The IRRRL program offers a variety of benefits to veterans on top of the benefits they already receive with low interest rates, flexible guidelines, and low closing costs. As with any mortgage, however, there are a number of IRRRL Program pros and cons that you should be aware of before you decide to refinance. Your mortgage is probably the largest investment in your life, so understanding what you are getting yourself into and looking at both sides of the equation can help you to make an informed decision.
Pros of the IRRRL Program
First, let’s take a look at the pros of this program, as there are many and they are easy to spot. The very first benefit is obviously the ease of the program. What program could be any easier than not needing any of the following:
- Income docs
- Appraisal
- Credit score
Honestly, there is no other program that makes it any easier to refinance. All that you need is a solid housing payment history and there needs to be a benefit for the loan, which typically means a lower payment. That’s all that is required, which makes almost any veteran eligible for the program unless they already have a very low interest rate and would not save any money by refinancing.
Another great benefit of this program is that you can include all of your closing costs in the loan. This means that you do not need to bring any money out of your own pocket to the closing. This makes refinancing affordable for everyone. Even if your home’s value decreased or you are right at that 100% LTV still, you can include your closing costs because an appraisal is not required for the loan to get approved.
Last, but not least, you are able to shop around with various lenders for the IRRRL program. You are not restricted to using your current lender and you do not have to use the first lender you apply with and receive an approval. This gives you the opportunity to save even more money by shopping around. Every lender has different requirements, interest rates, and costs, which makes it worth your time to shop around and see what is available to you in order to maximize your savings. So carefully consider all the IRRRL Pros and Cons before deciding one way or the other.
Cons of the IRRRL Program
As with any refinance program, there are cons of the IRRRL program that you should be aware of before you decide to refinance.
The VA IRRRL program does charge closing fees on every loan. If there are not any fees, then they are being rolled into the interest rate, which means the lender charges you a slightly higher interest rate in exchange for paying for your closing costs for you. Either way, you are paying them. You should determine if the closing costs make it worthwhile for you to refinance. If you do not plan on staying in the home for the long-term, it might not be worth it because it would take too long to make up for the costs you pay to refinance with the savings you make on the interest. Really evaluating the costs to refinance is crucial to your success with refinancing.

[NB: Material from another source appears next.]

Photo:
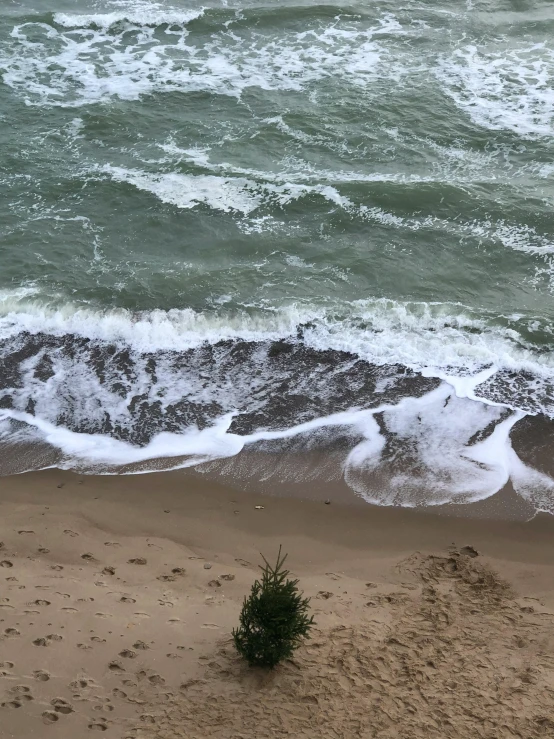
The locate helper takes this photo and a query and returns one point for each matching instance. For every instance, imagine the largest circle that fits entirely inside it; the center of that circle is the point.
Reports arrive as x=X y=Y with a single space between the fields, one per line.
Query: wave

As with any refinance, the VA IRRRL program adds years on your term. Let’s say, for example, that you held your current VA loan for 5 years. You decide that rates are now low enough for you to refinance. You will save money every month, but you will also be adding those five years back onto the term of your loan. If you had a 30-year mortgage, you just went right back to paying your loan off in 30 years rather than 25 years. If you are able to shorten the term and still reap the benefits of the refinance, this is usually suggested so that you do not extend your term again.
One of the largest downfalls that most veterans see with the IRRRL program is that you cannot take any cash out with the program – there are no exceptions to this rule. You cannot have any money exchange hands, nor can you pay off a second lien on the home with the proceeds of the loan. The whole purpose of the loan program is to make your payment more affordable, which means lowering the interest rate and typically the monthly payment. The only exception to the lower payment rule is if you refinance from an adjustable rate mortgage into a fixed rate, in which case, your payment might increase slightly because of the higher, yet more stable interest rate.
IRRRL Pros and Cons Need Weighing
Every veteran needs to weigh the IRRRL pros and cons before deciding to refinance. You might decide that you still want to refinance but will change the term of the loan, as in the above example. You might also find that weighing the pros and cons helps you decide to refinance because you can change your adjustable rate into a fixed rate which is more predictable, preventing you from suffering a foreclosure in the future. The exact circumstances surrounding your loan and home ownership plans is what will help you determine what is right for you.
Don’t compare your situation to anyone else; figure out what works for you and then find a lender that is willing to offer those benefits to you so that you can refinance and make your mortgage more affordable!